Popular/hot comments

>>44573407 #

←back to thread

Ask HN: What's Your Useful Local LLM Stack?

What I’m asking HN:

What does your actually useful local LLM stack look like?

I’m looking for something that provides you with real value — not just a sexy demo.

---

After a recent internet outage, I realized I need a local LLM setup as a backup — not just for experimentation and fun.

My daily (remote) LLM stack:

  - Claude Max ($100/mo): My go-to for pair programming. Heavy user of both the Claude web and desktop clients.

  - Windsurf Pro ($15/mo): Love the multi-line autocomplete and how it uses clipboard/context awareness.

  - ChatGPT Plus ($20/mo): My rubber duck, editor, and ideation partner. I use it for everything except code.

Here’s what I’ve cobbled together for my local stack so far:

Tools

  - Ollama: for running models locally

  - Aider: Claude-code-style CLI interface

  - VSCode w/ continue.dev extension: local chat & autocomplete

Models

  - Chat: llama3.1:latest

  - Autocomplete: Qwen2.5 Coder 1.5B

  - Coding/Editing: deepseek-coder-v2:16b

Things I’m not worried about:

  - CPU/Memory (running on an M1 MacBook)

  - Cost (within reason)

  - Data privacy / being trained on (not trying to start a philosophical debate here)

I am worried about:

  - Actual usefulness (i.e. “vibes”)

  - Ease of use (tools that fit with my muscle memory)

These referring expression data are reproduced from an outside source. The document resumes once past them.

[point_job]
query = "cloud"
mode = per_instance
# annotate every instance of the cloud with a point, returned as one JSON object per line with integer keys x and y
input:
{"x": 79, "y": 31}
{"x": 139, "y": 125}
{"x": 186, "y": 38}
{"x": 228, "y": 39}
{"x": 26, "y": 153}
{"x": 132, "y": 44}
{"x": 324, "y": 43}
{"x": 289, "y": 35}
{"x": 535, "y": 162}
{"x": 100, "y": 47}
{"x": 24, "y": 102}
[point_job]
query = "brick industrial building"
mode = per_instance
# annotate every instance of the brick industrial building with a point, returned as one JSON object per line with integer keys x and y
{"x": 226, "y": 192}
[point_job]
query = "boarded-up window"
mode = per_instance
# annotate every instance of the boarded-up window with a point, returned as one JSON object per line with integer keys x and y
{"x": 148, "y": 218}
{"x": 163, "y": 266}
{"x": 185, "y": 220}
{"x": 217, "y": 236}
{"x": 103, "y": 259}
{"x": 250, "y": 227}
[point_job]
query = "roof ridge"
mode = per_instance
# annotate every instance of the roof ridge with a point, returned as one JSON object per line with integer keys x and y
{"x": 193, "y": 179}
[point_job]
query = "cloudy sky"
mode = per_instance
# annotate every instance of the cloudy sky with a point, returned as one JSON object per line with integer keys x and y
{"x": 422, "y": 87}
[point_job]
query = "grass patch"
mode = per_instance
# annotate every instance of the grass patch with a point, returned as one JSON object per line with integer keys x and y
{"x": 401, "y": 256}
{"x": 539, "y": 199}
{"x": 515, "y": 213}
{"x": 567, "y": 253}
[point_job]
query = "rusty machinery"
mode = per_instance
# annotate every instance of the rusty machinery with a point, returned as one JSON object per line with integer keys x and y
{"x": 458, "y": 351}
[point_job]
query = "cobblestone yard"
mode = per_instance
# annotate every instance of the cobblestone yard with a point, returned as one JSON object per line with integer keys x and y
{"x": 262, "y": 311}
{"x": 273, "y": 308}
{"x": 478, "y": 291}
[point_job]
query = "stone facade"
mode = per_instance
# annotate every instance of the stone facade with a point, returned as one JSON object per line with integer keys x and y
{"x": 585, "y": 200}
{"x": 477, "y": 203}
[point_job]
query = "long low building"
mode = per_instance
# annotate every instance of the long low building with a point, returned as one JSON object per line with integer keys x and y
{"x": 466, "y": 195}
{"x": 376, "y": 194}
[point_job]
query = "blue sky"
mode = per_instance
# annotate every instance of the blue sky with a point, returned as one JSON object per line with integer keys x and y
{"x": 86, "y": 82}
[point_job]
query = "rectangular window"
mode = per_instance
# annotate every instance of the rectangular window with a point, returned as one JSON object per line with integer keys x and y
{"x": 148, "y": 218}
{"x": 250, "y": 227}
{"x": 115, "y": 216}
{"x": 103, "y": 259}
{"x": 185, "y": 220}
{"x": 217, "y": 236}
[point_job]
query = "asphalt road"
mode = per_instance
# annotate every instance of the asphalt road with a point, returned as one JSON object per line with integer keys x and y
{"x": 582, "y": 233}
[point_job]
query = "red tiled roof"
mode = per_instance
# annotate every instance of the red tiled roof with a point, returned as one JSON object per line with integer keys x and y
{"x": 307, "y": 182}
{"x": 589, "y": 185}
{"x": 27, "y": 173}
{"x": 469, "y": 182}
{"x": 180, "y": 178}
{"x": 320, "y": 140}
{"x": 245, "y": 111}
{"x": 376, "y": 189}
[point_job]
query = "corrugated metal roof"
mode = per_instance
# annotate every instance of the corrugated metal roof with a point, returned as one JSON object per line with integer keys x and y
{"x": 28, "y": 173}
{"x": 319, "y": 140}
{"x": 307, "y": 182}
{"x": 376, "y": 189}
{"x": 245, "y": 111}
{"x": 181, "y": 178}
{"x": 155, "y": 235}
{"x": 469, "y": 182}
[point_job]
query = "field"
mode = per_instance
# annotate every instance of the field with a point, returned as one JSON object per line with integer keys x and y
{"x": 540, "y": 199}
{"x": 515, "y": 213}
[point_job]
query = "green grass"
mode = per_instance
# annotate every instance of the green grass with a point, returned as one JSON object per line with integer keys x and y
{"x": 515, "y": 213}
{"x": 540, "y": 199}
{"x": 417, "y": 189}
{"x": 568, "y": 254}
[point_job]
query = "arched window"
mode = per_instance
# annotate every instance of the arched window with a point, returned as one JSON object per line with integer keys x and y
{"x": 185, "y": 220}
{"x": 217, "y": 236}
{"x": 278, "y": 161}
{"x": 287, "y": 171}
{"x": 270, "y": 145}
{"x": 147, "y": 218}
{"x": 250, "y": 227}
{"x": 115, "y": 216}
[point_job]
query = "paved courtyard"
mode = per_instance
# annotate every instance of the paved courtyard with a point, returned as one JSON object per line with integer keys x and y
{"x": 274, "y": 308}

  - Correctness (not benchmarks)

  - Latency & speed

Right now: I’ve got it working. I could make a slick demo. But it’s not actually useful yet.

---

Who I am

  - CTO of a small startup (5 amazing engineers)

  - 20 years of coding (since I was 13)

  - Ex-big tech

Show context

ashwinsundar ◴[15 Jul 25 16:48 UTC] No.44573186[source]▶

>>44572043 (OP) #

I just go outside when my internet is down for 15 minutes a year. Or tether to my cell phone plan if the need is urgent.

I don't see the point of a local AI stack, outside of privacy or some ethical concerns (which a local stack doesn't solve anyway imo). I also *only* have 24GB of RAM on my laptop, which it sounds like isn't enough to run any of the best models. Am I missing something by not upgrading and running a high-performance LLM on my machine?

replies(1): >>44573265 #

1. filchermcurr ◴[15 Jul 25 16:55 UTC] No.44573265[source]▶

>>44573186 #

I would say cost is a factor. Maybe not for OP, but many people aren't able to spend $135 a month on AI services.

replies(1): >>44573407 #

2. ashwinsundar ◴[15 Jul 25 17:05 UTC] No.44573407[source]▶

>>44573265 (TP) #

Does the cost of a new computer not get factored in? I think I would need to spend $2000+ to run a decent model locally, and even then I can only run open source models

Not to mention, running a giant model locally for hours a day is sure to shorten the lifespan of the machine…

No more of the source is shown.